このコラムを書き始めて1年ほどになる。「自分に何が書けるのか」という不安もあったが、
始めてみると予想以上に面白い。
最近では「コラム楽しみにしてますよ」と声をかけていただくようにもなった。
大したものは書けていないのは重々承知だが、自分の書いたものを読んでくれている人がいる!
そう思うと照れくさく、恥ずかしいながらも正直うれしいし、気分はいい。
いっぱしの作家さん気分で、今回もコラムを書くべく机に向かったのだった。
ところが……。どうにも話がまとまらない。というより浮かんでこない。
「今日は疲れてるし、明日また」なんて日々のトレーニング疲れを言い訳にしていたら、
締め切りまで1週間を切ってしまった。
徐々に焦りが生まれ、気がつけば、私を完全に支配したのは「panic!(パニック)」である。

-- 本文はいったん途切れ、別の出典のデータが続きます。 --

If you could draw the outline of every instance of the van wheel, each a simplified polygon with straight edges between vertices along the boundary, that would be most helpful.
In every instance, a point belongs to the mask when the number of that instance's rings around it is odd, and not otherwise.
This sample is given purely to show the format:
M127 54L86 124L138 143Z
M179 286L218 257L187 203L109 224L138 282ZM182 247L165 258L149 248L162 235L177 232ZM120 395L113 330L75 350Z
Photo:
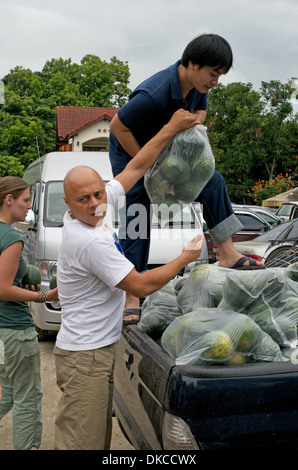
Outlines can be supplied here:
M45 341L48 338L49 332L47 330L41 330L38 326L35 329L38 333L38 341Z

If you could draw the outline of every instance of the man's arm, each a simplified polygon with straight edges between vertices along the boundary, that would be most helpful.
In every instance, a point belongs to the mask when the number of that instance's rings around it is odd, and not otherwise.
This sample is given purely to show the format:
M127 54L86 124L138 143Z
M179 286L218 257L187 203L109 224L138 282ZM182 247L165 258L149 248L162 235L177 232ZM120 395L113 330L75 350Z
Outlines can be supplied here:
M137 155L127 164L125 169L115 177L127 193L136 182L144 176L158 158L164 146L178 132L190 129L200 124L196 114L179 109L171 120L137 153Z
M182 253L173 261L143 273L133 269L116 287L138 298L152 294L170 282L187 264L198 259L203 243L204 238L199 234L187 243Z
M197 109L194 111L194 114L200 120L201 124L204 124L207 117L207 109Z
M113 117L111 121L110 129L113 134L117 137L117 139L121 143L124 150L128 153L128 155L134 158L141 147L138 144L131 130L128 127L124 126L124 124L122 124L117 114Z

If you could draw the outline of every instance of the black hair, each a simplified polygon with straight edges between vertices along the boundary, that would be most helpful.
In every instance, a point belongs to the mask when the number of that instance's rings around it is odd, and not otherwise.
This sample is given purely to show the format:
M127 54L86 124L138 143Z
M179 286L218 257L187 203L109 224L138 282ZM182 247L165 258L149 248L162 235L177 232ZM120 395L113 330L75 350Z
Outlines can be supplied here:
M218 67L227 73L233 64L233 53L229 43L217 34L202 34L193 39L184 49L181 64L188 67L189 62L203 67Z

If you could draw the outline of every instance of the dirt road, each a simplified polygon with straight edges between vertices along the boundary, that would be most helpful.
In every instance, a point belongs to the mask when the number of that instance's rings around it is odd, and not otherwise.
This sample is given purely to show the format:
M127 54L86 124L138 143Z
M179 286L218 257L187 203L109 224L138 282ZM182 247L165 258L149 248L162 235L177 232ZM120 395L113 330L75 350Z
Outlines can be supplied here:
M43 389L42 413L43 433L40 450L52 450L54 448L54 421L60 390L56 385L55 362L53 348L55 339L41 341L41 381ZM13 450L11 413L0 421L0 450ZM113 418L113 436L111 450L133 450L123 436L116 418Z

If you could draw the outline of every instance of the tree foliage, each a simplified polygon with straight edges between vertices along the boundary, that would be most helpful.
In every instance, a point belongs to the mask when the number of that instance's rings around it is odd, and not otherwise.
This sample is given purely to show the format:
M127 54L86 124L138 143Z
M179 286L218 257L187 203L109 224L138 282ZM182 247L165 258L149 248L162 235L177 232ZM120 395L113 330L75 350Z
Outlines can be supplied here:
M294 80L294 79L292 79ZM252 202L249 190L296 170L298 119L291 102L293 81L218 85L209 94L207 126L216 168L234 202Z
M57 106L120 107L128 98L127 62L88 54L80 64L51 59L41 72L15 67L3 78L0 106L0 155L14 156L24 168L56 148Z

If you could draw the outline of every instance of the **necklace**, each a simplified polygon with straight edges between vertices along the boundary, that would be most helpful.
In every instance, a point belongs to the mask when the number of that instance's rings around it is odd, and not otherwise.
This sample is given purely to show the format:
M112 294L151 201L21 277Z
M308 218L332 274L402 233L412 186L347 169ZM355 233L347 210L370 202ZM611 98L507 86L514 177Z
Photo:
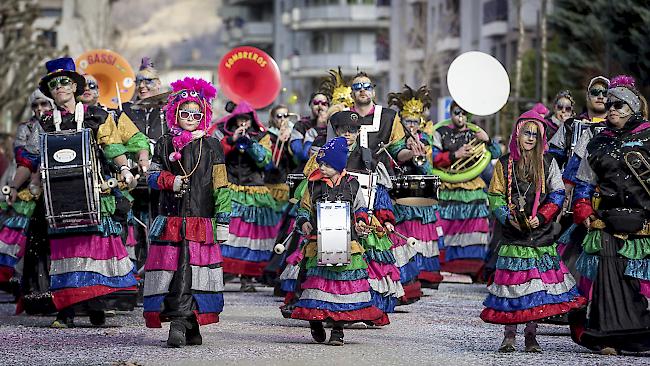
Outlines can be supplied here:
M181 163L182 159L176 160L178 162L178 165L180 165L181 170L183 171L183 174L185 174L182 177L183 179L187 179L187 178L191 177L192 174L194 174L196 169L199 167L199 164L201 163L201 156L203 156L203 139L199 140L199 159L196 161L196 165L194 165L194 168L192 169L190 174L187 174L187 171L185 171L185 167L183 167L183 163Z
M522 196L521 191L519 190L519 182L517 182L517 172L513 172L512 175L515 177L515 187L517 187L517 202L519 203L519 212L524 212L526 206L526 195L528 194L530 187L533 186L533 182L528 183L528 188L526 188L526 191Z

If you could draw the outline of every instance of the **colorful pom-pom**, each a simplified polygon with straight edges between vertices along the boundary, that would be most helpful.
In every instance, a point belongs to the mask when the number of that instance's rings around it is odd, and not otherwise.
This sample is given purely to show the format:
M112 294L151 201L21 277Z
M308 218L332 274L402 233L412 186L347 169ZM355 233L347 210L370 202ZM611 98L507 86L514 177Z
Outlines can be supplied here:
M179 161L181 160L181 153L178 151L174 151L173 153L169 154L169 161L174 162L174 161Z

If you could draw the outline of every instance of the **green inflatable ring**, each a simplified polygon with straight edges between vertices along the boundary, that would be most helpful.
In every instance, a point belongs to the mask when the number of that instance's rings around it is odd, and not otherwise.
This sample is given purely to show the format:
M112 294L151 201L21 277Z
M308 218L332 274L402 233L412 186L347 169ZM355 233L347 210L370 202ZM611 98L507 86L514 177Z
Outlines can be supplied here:
M436 123L433 126L433 130L435 131L440 127L449 126L450 124L451 124L451 120L446 119L444 121ZM478 132L478 131L483 130L481 127L479 127L479 126L477 126L477 125L475 125L473 123L468 123L467 127L470 130L474 131L474 132ZM467 181L470 181L470 180L478 177L483 172L483 170L485 170L485 168L488 166L488 164L490 164L490 160L492 160L492 154L488 150L488 151L485 152L485 154L483 155L483 157L481 158L479 163L474 168L472 168L472 169L470 169L470 170L468 170L466 172L457 173L457 174L450 174L450 173L445 172L444 170L433 169L433 175L439 176L441 181L447 182L447 183L467 182Z

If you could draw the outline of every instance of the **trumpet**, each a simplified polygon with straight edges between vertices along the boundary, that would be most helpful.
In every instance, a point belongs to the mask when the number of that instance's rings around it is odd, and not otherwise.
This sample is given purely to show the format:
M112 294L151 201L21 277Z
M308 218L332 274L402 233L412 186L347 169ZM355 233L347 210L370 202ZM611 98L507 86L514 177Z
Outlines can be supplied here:
M406 133L408 134L407 138L411 138L413 139L413 141L418 142L419 140L415 137L418 132L418 129L416 127L407 127L403 123L402 125L404 126L404 131L406 131ZM424 164L426 164L427 157L426 155L414 155L411 158L411 161L413 162L413 165L417 167L421 167Z
M449 167L450 173L460 173L462 171L472 169L481 161L481 158L483 158L483 155L487 151L485 142L480 141L476 137L468 142L468 145L470 145L471 155L462 159L458 159L453 164L451 164Z
M650 184L650 163L638 151L630 151L625 154L625 165L630 168L634 177L641 183L641 186L650 194L648 185Z

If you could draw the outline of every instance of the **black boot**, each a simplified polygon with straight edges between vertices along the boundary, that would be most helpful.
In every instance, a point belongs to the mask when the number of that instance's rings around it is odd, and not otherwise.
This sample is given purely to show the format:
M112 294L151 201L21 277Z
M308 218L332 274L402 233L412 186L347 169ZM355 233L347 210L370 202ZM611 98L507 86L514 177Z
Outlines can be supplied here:
M52 322L50 328L67 329L74 328L74 309L66 308L56 314L56 320Z
M240 280L240 292L257 292L255 286L253 286L253 278L249 276L241 276Z
M106 323L106 313L103 310L90 310L88 311L88 317L92 325L100 326Z
M187 327L182 320L172 320L169 324L169 337L167 338L167 345L169 347L183 347L185 345L185 332Z
M199 331L199 322L196 317L190 319L190 327L185 331L185 343L188 346L200 346L203 344L203 337Z
M517 335L517 325L509 324L505 326L505 331L503 332L503 342L499 347L499 352L514 352L515 349L515 336Z
M332 332L330 333L330 341L329 344L331 346L342 346L343 343L343 326L334 324L332 327Z
M319 321L310 321L309 328L311 328L311 337L318 343L325 342L327 339L327 334L325 333L325 328L323 327L323 322Z

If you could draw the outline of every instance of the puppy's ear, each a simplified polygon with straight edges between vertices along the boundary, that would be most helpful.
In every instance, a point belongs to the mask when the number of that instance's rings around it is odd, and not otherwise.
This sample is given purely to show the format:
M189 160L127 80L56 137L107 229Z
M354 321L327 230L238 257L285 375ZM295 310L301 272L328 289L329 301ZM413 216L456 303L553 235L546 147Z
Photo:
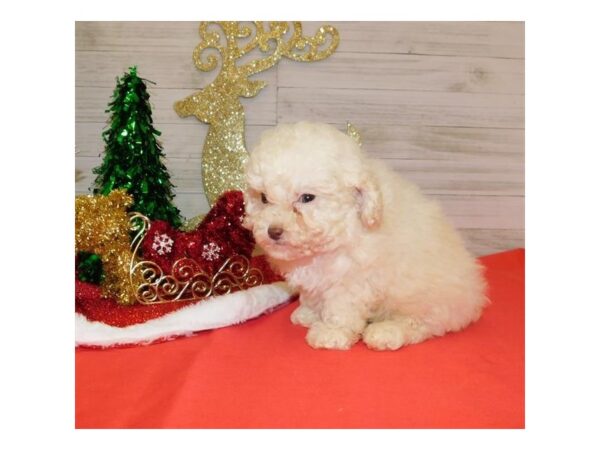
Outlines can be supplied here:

「パニック」。それは私にとって実は懐かしい言葉でもある。
まだ若手で清水に在籍していたころ、当時の監督、アルディレスから本当によく聞かされた。
ただし、アルディレスが言っていたのは、その言葉の前に否定形の「Don't」がついた「Don't panic!(ドント パニック!)」。
そう、「パニックになるな」であった。どんな時でも冷静に。毎日のように聞かされた言葉だ。
パニックはミスを誘発する。厳しい勝負になればなるほど、熱いハートに負けない冷静な頭脳を保たなければならない。
私にとって、かけがえのない恩師はそう教えてくれた。
そしてパニックにならないためには、心も体も日々の準備が大切だと私は思う。
「備えあれば憂いなし」である。
私はコラムを書くべく、この1カ月いい準備をしていたのか? そう考えると、
反省すべきところが盛りだくさんで、それはサッカーにも通じるなあ、と深く考えさせられた次第である。
J2は第4クール、いよいよ佳境に入った。ここからはまさにチーム力が試される。
万全な備えで試合に臨むべしである。熱いハートはもちろん、冷静さも忘れずに。
「Don't panic!」。J1昇格へのキーワードになるかもしれない。